A new Hindu temple is about to take shape in three renovated mobile classrooms in Katy.
The complex of temporary buildings are already at the temple site, 26100 Tina Lane in west Katy, said the priest, Udayakumar Gullapalli.
With a goal of opening in May, the renovation is expected to begin early next year at the 2.4-acre property, he said.
The structures, which have a combined area of about 4,600 square feet, were moved to the property in March, following a February groundbreaking, he said.
The site is in Fort Bend, the nation’s most ethnically diverse county, according to analysis of U.S. Census data byRice University Kinder Institute for Urban Research.
Development of the temple is a shared project of Katy’s Hindu community and Sanatan Dharma Maha Sabha of Trinidad and Tobago, Branch 377.
This organization, most of whose members trace their ancestry to Trinidad and Tobago, encompasses the entire Houston area, said president Edwin Vashal.
“We are joining together with the priest so we can finance the new temple,” said Vashal, a production and design manager for a construction company.
Branch 377 bought the mobile classrooms in early 2012 at an auction in Cypress, Vashal said.

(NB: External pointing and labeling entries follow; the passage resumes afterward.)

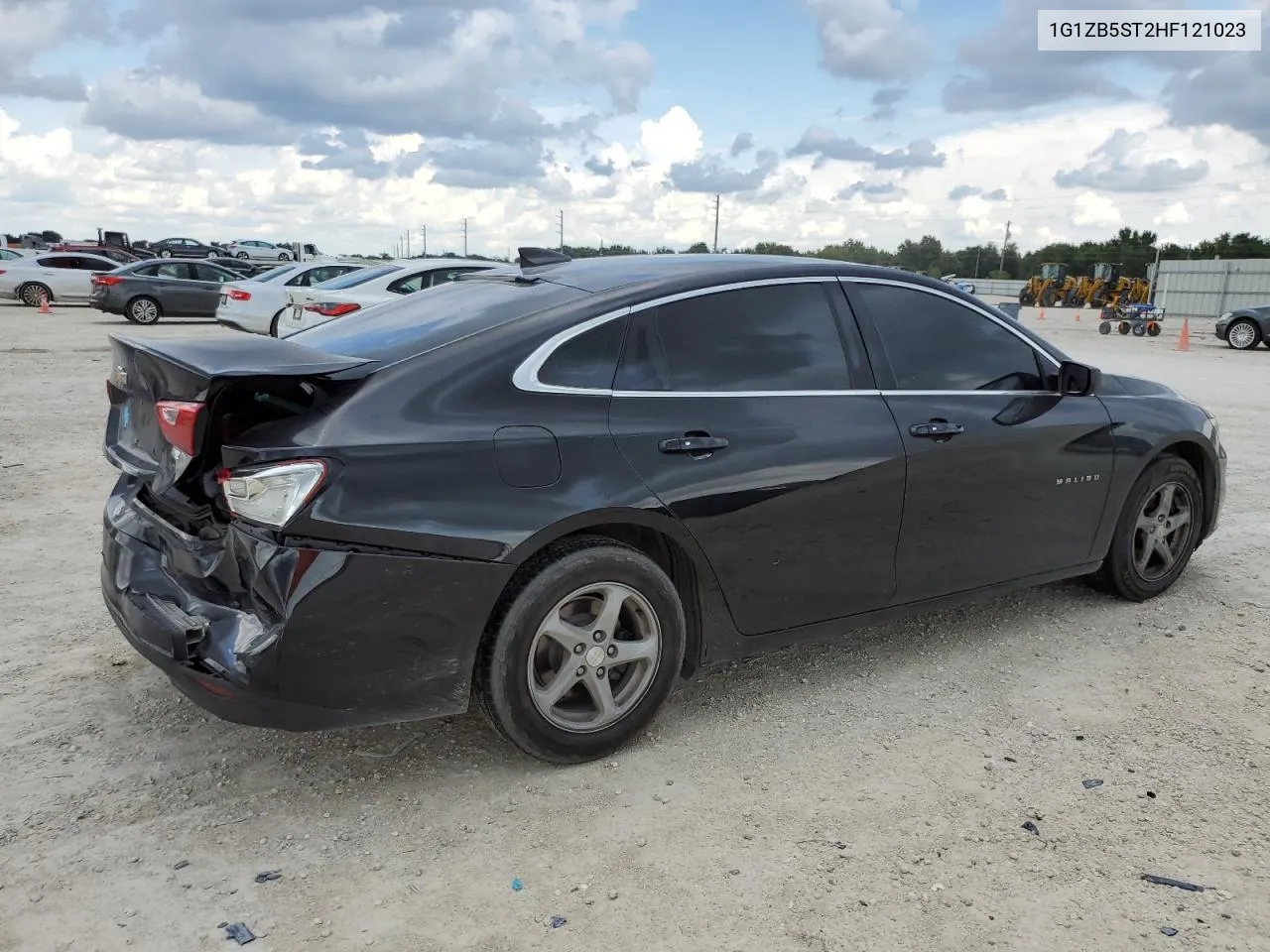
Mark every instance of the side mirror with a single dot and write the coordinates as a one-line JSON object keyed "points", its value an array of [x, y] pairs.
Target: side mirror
{"points": [[1078, 379]]}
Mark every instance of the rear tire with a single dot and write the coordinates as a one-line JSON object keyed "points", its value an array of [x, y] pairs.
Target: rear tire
{"points": [[1123, 571], [143, 309], [33, 293], [520, 660], [1243, 335]]}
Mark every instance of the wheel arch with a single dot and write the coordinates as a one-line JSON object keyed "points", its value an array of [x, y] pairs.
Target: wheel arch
{"points": [[658, 536], [1203, 460]]}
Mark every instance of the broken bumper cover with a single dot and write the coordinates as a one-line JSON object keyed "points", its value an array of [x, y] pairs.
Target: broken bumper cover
{"points": [[291, 638]]}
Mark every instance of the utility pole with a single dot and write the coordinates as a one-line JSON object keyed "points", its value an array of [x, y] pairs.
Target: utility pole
{"points": [[716, 223], [1155, 276]]}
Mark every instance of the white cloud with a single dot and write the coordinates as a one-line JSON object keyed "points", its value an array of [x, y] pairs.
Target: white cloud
{"points": [[1093, 209], [75, 180], [672, 139]]}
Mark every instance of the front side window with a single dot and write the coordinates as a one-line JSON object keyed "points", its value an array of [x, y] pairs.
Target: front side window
{"points": [[934, 343], [776, 338]]}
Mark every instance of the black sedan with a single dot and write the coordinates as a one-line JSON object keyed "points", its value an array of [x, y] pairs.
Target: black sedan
{"points": [[148, 291], [559, 488], [185, 248], [1246, 327]]}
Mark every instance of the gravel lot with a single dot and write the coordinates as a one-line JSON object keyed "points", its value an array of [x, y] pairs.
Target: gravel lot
{"points": [[862, 796]]}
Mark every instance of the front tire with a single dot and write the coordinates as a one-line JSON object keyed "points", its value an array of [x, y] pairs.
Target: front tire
{"points": [[1243, 335], [33, 294], [143, 309], [1156, 534], [585, 653]]}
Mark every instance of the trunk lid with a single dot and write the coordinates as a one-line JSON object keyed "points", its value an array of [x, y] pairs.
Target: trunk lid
{"points": [[217, 389]]}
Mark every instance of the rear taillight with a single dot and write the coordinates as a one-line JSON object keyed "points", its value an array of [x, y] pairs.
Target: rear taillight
{"points": [[273, 495], [178, 420], [333, 308]]}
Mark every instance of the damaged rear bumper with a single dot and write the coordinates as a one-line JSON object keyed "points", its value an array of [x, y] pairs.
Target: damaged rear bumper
{"points": [[289, 636]]}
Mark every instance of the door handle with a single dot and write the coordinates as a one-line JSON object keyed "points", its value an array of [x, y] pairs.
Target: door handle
{"points": [[693, 444], [937, 429]]}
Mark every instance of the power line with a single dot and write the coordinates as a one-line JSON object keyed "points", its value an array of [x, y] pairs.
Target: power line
{"points": [[716, 223]]}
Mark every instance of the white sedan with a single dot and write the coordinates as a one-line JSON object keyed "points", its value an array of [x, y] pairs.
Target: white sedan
{"points": [[257, 303], [368, 287], [261, 250], [54, 276]]}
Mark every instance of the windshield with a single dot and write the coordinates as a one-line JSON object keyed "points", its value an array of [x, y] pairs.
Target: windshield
{"points": [[430, 318], [353, 278]]}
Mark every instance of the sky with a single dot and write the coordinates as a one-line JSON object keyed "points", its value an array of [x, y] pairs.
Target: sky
{"points": [[349, 123]]}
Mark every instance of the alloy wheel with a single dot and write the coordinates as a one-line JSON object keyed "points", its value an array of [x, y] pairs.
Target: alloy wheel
{"points": [[144, 311], [594, 656], [1162, 532], [1242, 335]]}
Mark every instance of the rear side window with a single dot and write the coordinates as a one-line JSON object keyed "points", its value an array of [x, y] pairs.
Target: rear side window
{"points": [[354, 278], [589, 361], [778, 338], [934, 343], [417, 322]]}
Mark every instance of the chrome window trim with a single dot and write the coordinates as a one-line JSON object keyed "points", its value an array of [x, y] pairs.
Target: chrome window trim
{"points": [[973, 308], [526, 375]]}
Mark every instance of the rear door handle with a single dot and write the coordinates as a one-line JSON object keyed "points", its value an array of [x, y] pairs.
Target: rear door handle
{"points": [[693, 444], [937, 429]]}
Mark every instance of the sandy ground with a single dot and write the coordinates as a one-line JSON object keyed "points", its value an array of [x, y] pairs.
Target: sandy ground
{"points": [[861, 796]]}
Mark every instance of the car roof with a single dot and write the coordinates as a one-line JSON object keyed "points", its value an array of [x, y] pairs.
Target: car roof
{"points": [[71, 254], [612, 272]]}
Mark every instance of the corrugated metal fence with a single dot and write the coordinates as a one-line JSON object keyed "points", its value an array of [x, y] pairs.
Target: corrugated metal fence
{"points": [[1209, 289], [996, 287]]}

It cost $55,000 to buy the buildings and move them to the Katy site, he said.
So far, temple organizers have raised $23,000 toward the $30,000 renovation, Gullapalli said.
In the Houston area, the Hindu community includes about 200,000 people from various national backgrounds, he said.
Among the 10 to 15 temple organizers is Amaranth Venkateswarlu, an engineer.
“I’m very excited that the temple is coming to Katy, so we can go on a daily basis or at least weekly,” he said. “Now the temples we go to are in Pearland or Sugar Land.”
Potential users include an estimated 500 Indian families who live in Katy, Venkateswarlu said.
While some temples cater to a particular region of India, this one – to be known as Sai Durga Shiva Vishnu Temple– will include dieties from all of India, he said.
According to the temple website, its mission is to provide a Hindu place of worship in Katy, to bring together Katy’s Hindu community and to provide a forum for scholarly discussions of Hindu philosophy and related topics.
The mission also includes establishing a library of Hindu philosophy and religion to help preserve its traditions and cultural heritage.
Rajan Zed, president of the Universal Society of Hinduism based in Reno, Nev., said Monday in an emailed statement that he hoped the new Katy temple would emphasize passing Hindu spirituality, concepts and traditions to future generations in the midst of a consumerist society’s many distractions.
“We should focus on the inner search and realization of self and work towards achieving ‘moksh’ (liberation), … the goal of Hinduism,” he said by email.